22.03.2024
L’indagine di Perugia, che come noto ha ad oggetto le modalità con le quali le SOS (segnalazioni di operazioni sospette) siano state divulgate a soggetti non autorizzati, sta disvelando in maniera, ancora più netta, le modalità operative del “dark web” del Sistema composto da cordate di potere, all’interno delle quali le questioni si affrontano fuori non soltanto da occhi indiscreti, ma anche dalle regole.
La gestione delle operazioni sospette è disciplinata da norme di matrice sovranazionale: le leggi italiane devono recepire le direttive dell’Unione Europa in tema di antiriciclaggio.
L’accesso diretto alle informazioni conservate nei registri centralizzati dei conti bancari è spesso indispensabile per il buon esito di un’indagine penale o per l’identificazione, il reperimento e il congelamento tempestivi dei beni interessati ai fini della loro confisca. L’accesso diretto costituisce il tipo di accesso più immediato alle informazioni conservate nei registri centralizzati dei conti bancari. Per assicurare una maggiore sicurezza, migliorare il perseguimento dei reati finanziari, contrastare il riciclaggio e prevenire i reati fiscali negli Stati membri, in tutta l’Unione Europea è stato quindi previsto l’accesso alle informazioni da parte delle unità di informazione finanziaria e delle autorità pubbliche competenti in materia di prevenzione, accertamento, indagine e perseguimento di reati gravi.
Nel nostro ordinamento, la disponibilità delle segnalazioni di operazioni sospette da parte degli organi inquirenti è stata da ultimo disciplinata con la direttiva 2019/1153, recepita nel nostro ordinamento dal decreto legislativo n.186 del 2021, il cui articolo 5 accentra le competenze presso il Nucleo Speciale di Polizia Valutaria della Guardia di Finanza.
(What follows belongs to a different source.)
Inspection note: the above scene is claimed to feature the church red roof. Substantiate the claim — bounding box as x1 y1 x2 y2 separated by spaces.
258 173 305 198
In virtù di tale accentramento, le altre forze di polizia, e cioè Polizia di Stato e Carabinieri, quando vogliono conoscere l’esistenza di una segnalazione di una operazione sospetta, devono rivolgersi al Nucleo Speciale di Polizia Valutaria della Guardia di Finanza e possono farlo solo se l’acquisizione di tale dato informativo sia necessaria per lo svolgimento di un procedimento penale o nell’ambito di un procedimento per l’applicazione delle misure di prevenzione patrimoniali.
Pertanto, alla luce della disciplina normativa dettata in ambito sovranazionale e nazionale, discende il coinvolgimento di quattro distinti soggetti istituzionali: il sistema bancario (ABI); l’UIF della Banca d’Italia; il Nucleo di polizia valutaria della guardia di finanza; la Direzione Nazionale Antimafia, presso i cui uffici viene gestita la complessa mole di dati.
Con riferimento al primo dei soggetti protagonisti, ovverosia il sistema bancario, non può passare inosservata la recente reazione dell’ABI che, dopo aver sottolineato il decisivo ruolo svolto dalle banche nella segnalazione delle operazioni sospette, ha tuttavia chiesto al governo italiano di tutelare la riservatezza dei propri dipendenti che per primi hanno il compito di segnalare eventuali anomalie. Tale reazione dell’ABI appare essere una inevitabile conseguenza del clamore mediatico suscitato dalla vicenda “dossieraggio”, che mette in discussione non solo l’operato e le garanzie di anonimato dei dipendenti, ma anche l’affidabilità dello stesso sistema bancario incapace, in qualche modo, di tutelare la privacy dei clienti che, secondo prassi nazionale, per nulla lecita, hanno saputo delle violazioni commesse ai loro danni dalle notizie di cronaca: resta ora da vedere quando, dopo aver ricevuto le comunicazioni ufficiali relative alla loro posizione ed alle successive fasi processuali, potranno difendersi nel processo.
Peraltro, sul punto non possono essere trascurate le parole pronunziate dal Procuratore Nazionale Antimafia, il quale, nella sua recente audizione di fronte alla Commissione parlamentare Antimafia, ha evidenziato come il contesto nel quale la vicenda Striano è maturata sia caratterizzato da sistemi informativi, come quelli propri dell’amministrazione della giustizia, deboli e obsoleti.
Si tratta di una affermazione che può implicare importanti conseguenze, non solo a causa della evidente possibilità di risalire alla identificazione del dipendente dell’istituto bancario che per primo ha segnalato l’operazione sospetta, ma anche per il potenziale contrasto con le prescrizioni dettate in materia dall’Unione Europea. Infatti, dall’accadimento della vicenda Striano non risulta che all’interno della direzione nazionale antimafia siano stati cambiati server oppure acquistati nuovi personal computer. Ed è per tale motivo che l’intera vicenda rischia da un lato di mettere in fibrillazione il sistema bancario, dall’altro di finire da un momento all’altro sotto la lente di ingrandimento dell’Unione Europea, che potrebbe inoltrare alle Autorità di Governo, peraltro parte lesa dai reati commessi, una lettera di messa in mora per richiedere formalmente una dettagliata relazione sul caso e sugli accorgimenti che sono stati presi per porre fine agli illeciti commessi.
La partita in atto, insomma, non può essere solo giudiziaria e deve essere affrontata anche per evitare che – specie alla luce di quanto affermato dal Procuratore Nazionale Antimafia – venga aperta una procedura di infrazione per le modalità di gestione delle segnalazioni di operazioni sospette.